Two current examples provide very strong evidence for the continued role of viruses in the evolution of animals and plants. Certain parasitic wasps lay their eggs in the caterpillars of other insects. As the wasp larvae develop, they devour the host, leaving the vital parts for last to ensure that the food supply stays fresh! Naturally, the host does not appreciate this attack and mounts an immune defense against the invader – especially at the earliest stages of the wasp's embryonic development. The wasps uninfected with a polydnavirusdo not have a high success rate for their parasitism, and their larvae are often destroyed. The case is different when the same species of wasp is infected with a polydnavirus that is then maintained as a persistent genetic passenger in the ovaries and egg cells of the wasps. The polydnavirus inserted into the caterpillar along with the wasp egg induces a systemic, immunosuppressive infection so that the caterpillar cannot eliminate the embryonic tissue at an early stage of development!

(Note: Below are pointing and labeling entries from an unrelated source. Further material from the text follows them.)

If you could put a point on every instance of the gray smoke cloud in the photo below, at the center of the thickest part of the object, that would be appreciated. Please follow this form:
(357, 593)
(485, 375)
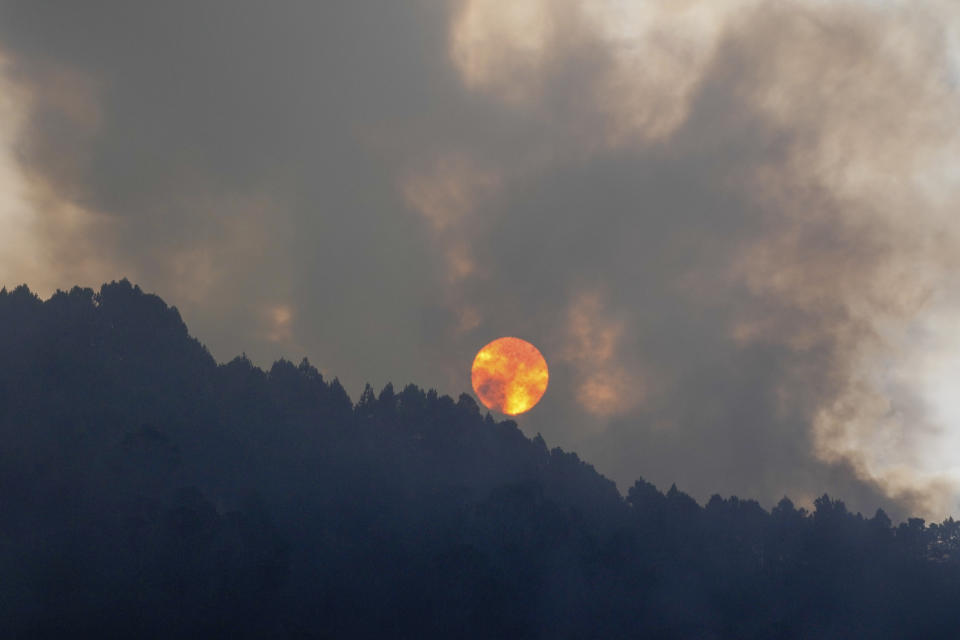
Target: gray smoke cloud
(728, 226)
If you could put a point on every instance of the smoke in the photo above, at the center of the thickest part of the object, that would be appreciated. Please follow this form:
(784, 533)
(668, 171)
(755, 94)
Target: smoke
(727, 226)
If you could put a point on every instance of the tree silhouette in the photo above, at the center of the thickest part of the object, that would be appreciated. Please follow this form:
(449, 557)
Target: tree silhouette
(147, 491)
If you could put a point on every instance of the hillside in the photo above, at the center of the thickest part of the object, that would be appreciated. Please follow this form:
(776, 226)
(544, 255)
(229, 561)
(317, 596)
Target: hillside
(147, 491)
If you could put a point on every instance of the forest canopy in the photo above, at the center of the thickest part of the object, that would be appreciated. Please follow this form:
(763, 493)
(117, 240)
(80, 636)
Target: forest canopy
(148, 491)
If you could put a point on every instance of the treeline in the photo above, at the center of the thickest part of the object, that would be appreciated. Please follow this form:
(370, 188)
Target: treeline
(146, 491)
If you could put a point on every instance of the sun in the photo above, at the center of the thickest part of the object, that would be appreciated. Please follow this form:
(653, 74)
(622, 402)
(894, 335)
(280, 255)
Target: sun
(509, 375)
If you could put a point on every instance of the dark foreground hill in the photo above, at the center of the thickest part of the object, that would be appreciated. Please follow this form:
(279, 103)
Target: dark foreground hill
(147, 492)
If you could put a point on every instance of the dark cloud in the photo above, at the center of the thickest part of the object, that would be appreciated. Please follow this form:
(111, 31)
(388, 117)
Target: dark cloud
(718, 224)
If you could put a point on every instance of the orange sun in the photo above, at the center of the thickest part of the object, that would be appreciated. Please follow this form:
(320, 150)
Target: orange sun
(509, 375)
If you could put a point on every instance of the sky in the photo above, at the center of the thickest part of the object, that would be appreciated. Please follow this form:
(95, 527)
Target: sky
(728, 226)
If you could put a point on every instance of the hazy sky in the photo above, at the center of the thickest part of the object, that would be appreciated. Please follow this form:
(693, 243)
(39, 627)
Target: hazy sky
(730, 226)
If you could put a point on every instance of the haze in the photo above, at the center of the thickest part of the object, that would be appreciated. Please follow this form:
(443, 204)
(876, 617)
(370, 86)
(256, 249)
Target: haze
(729, 226)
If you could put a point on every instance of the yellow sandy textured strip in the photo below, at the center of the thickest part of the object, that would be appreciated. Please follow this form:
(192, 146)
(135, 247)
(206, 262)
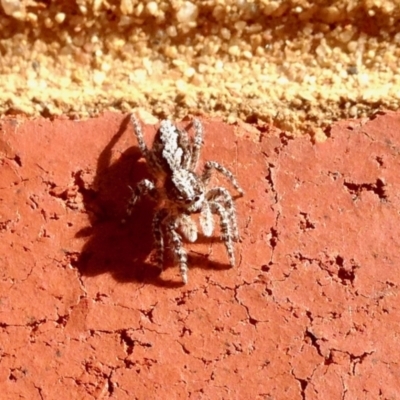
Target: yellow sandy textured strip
(299, 64)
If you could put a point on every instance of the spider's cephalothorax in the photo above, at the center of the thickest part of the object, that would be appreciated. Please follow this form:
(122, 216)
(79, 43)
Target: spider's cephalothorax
(180, 191)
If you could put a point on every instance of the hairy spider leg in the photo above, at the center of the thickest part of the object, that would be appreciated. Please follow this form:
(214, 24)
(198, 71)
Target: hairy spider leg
(178, 250)
(197, 143)
(151, 159)
(158, 236)
(220, 194)
(206, 219)
(184, 144)
(143, 188)
(188, 227)
(210, 165)
(226, 232)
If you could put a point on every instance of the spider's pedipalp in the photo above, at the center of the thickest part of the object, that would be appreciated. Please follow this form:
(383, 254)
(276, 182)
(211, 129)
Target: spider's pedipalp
(220, 194)
(143, 188)
(226, 232)
(210, 165)
(197, 143)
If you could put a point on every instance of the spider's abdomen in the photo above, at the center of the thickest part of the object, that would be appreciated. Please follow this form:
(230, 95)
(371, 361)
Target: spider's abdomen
(185, 189)
(171, 147)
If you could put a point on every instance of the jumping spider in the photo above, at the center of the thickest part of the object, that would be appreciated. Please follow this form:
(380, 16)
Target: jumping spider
(180, 192)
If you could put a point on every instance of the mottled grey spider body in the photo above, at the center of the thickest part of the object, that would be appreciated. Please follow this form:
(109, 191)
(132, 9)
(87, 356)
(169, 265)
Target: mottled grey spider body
(180, 192)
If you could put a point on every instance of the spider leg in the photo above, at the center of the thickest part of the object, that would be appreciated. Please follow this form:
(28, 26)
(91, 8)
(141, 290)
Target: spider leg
(143, 188)
(226, 232)
(188, 227)
(210, 165)
(206, 219)
(219, 194)
(197, 143)
(184, 144)
(158, 234)
(139, 135)
(149, 155)
(179, 252)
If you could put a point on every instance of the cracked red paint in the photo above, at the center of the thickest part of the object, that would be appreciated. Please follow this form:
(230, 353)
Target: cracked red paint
(310, 312)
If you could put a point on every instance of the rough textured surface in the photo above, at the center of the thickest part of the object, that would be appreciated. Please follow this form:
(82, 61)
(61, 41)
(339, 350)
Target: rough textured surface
(310, 312)
(300, 64)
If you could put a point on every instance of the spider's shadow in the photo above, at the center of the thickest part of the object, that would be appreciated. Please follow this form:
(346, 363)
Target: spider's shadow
(113, 246)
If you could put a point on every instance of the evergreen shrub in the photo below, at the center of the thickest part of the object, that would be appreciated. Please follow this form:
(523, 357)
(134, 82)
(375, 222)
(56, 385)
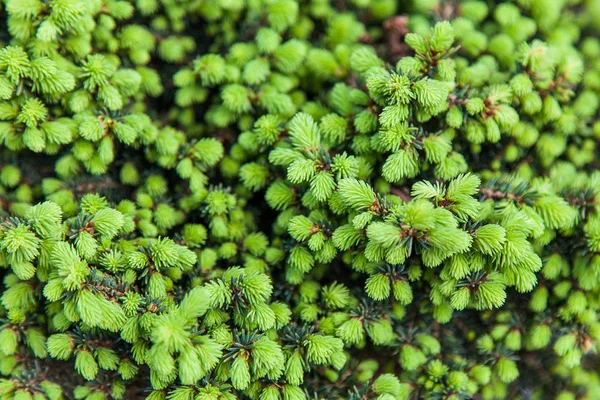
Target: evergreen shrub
(297, 200)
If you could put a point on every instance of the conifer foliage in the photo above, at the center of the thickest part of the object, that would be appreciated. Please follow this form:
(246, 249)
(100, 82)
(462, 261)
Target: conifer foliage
(299, 200)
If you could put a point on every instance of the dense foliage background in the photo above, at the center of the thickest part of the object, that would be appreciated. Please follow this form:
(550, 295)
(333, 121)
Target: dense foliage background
(286, 200)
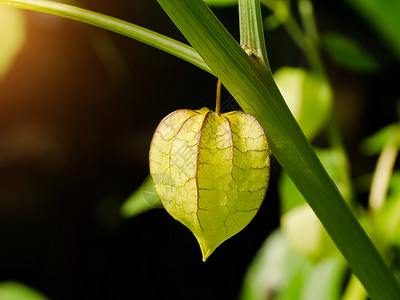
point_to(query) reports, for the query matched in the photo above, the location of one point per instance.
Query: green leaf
(348, 54)
(255, 91)
(389, 217)
(221, 2)
(210, 172)
(17, 291)
(336, 166)
(12, 37)
(142, 200)
(308, 97)
(133, 31)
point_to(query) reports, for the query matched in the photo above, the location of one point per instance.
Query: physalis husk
(210, 172)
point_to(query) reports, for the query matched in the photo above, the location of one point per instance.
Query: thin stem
(218, 99)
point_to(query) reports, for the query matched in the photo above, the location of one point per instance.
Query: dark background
(77, 113)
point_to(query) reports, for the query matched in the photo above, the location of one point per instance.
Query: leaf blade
(255, 90)
(133, 31)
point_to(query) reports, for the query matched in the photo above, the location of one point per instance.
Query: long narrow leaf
(136, 32)
(257, 93)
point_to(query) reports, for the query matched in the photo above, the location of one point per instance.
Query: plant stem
(218, 99)
(256, 91)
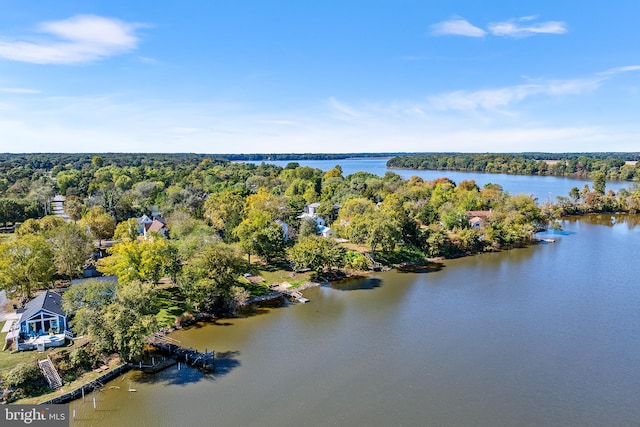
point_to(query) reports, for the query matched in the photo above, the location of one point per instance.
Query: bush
(27, 380)
(356, 261)
(184, 319)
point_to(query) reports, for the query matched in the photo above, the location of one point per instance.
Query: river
(541, 336)
(545, 188)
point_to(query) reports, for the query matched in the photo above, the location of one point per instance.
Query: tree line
(614, 166)
(226, 218)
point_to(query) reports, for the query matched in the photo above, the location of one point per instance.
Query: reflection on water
(543, 335)
(358, 284)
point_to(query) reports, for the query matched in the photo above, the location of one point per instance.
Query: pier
(172, 348)
(286, 290)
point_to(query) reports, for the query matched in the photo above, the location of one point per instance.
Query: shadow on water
(225, 363)
(262, 307)
(357, 284)
(429, 267)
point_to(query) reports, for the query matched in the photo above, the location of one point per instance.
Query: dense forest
(614, 166)
(218, 220)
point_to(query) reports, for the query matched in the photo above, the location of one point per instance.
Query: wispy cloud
(457, 27)
(618, 70)
(500, 98)
(19, 90)
(342, 111)
(79, 39)
(515, 28)
(278, 122)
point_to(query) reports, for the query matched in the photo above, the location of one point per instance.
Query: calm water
(542, 336)
(543, 187)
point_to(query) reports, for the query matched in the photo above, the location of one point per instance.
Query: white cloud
(617, 70)
(278, 122)
(457, 27)
(19, 90)
(499, 98)
(512, 28)
(79, 39)
(342, 111)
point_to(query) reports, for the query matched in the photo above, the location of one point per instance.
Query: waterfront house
(41, 323)
(478, 218)
(148, 225)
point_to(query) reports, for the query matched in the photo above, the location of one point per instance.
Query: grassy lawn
(9, 360)
(172, 305)
(285, 275)
(87, 377)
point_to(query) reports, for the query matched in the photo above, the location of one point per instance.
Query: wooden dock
(290, 293)
(172, 348)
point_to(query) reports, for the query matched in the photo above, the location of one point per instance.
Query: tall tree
(26, 264)
(209, 277)
(71, 248)
(316, 253)
(99, 222)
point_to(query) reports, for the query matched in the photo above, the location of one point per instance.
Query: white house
(310, 212)
(41, 323)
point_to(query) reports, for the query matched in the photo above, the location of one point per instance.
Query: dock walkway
(172, 348)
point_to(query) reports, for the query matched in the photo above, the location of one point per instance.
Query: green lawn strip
(284, 275)
(85, 378)
(400, 255)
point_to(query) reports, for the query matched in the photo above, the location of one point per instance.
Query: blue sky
(242, 76)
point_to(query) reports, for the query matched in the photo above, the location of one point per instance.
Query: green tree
(127, 230)
(308, 227)
(99, 222)
(223, 210)
(316, 253)
(209, 277)
(599, 182)
(132, 318)
(71, 248)
(26, 264)
(144, 261)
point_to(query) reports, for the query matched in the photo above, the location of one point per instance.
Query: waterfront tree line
(613, 166)
(227, 219)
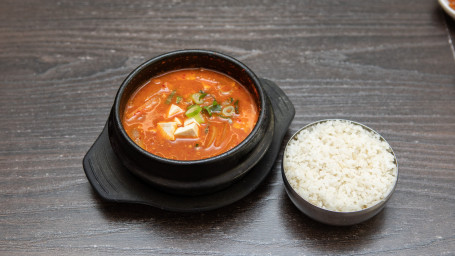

The virus maintains itself by persisting in the ovaries of the developing female wasps.

A further example of a virus's role in development of a symbiotic relationship between its host and another organism can be seen in replication of the Chlorella viruses. These viruses are found at concentrations as high as 4 × 10 4infectious units/ml in freshwater throughout the United States, China, and probably elsewhere in the world. Such levels demonstrate that the virus is a very successful pathogen. Despite this success, the viruses can only infect free algae; they cannot infect the same algae when the algae exist semi‐symbiotically with a species of paramecium. Thus, the algae cells that remain within their symbiotes are protected from infection, and it is a good guess that existence of the virus is a strong selective pressure toward establishing or stabilizing the symbiotic relationship.